There’s more to this matter than just moderation, though. Postings on Patient Opinion are used internally by healthcare organisations in a variety of managerial routines. In the Director of Nursing’s office at Smalltown Hospital, postings are summarised into a single line in an Excel spreadsheet. From there they are turned into data from which graphs and tables are made to compare departments and measure staff performance.

What strikes me here is how hard it is to resist institutional pressures to simplify and quantify. Healthcare organisations are searching for ways to become more story conscious, but it’s precisely this narrative work that is usually incompatible with standard accountability procedures. Stories like Dave’s are chopped up and excavated for formalised knowledge about a given practice, and then reassembled into a format that can be processed as efficiently as possible. And so we end up at the same point as before, where the voices of patients and their families are lost in a pool of numbers.

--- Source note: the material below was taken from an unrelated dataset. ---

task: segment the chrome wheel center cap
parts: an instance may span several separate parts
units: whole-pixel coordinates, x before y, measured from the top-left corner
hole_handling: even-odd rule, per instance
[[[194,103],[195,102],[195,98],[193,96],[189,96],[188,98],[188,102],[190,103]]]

Of course, this is not to say that all healthcare organisations operate this way, or that feedback platforms like Patient Opinion are unable to initiate change, because they do (read this, and this). Rather, I am asking us to consider what place stories have in the notoriously data-driven healthcare industry. When it comes to using patient feedback for quality improvement, how can we redesign the dynamics of dominant quantitative accountability procedures to make room for embodied experiences of care – be it stories or art or poetry or photography – which are not accountable in that way?


Ziewitz, M 2017, ‘Experience in action: Moderating care in web-based patient feedback’, Social Science & Medicine, vol.175, pp.99-108.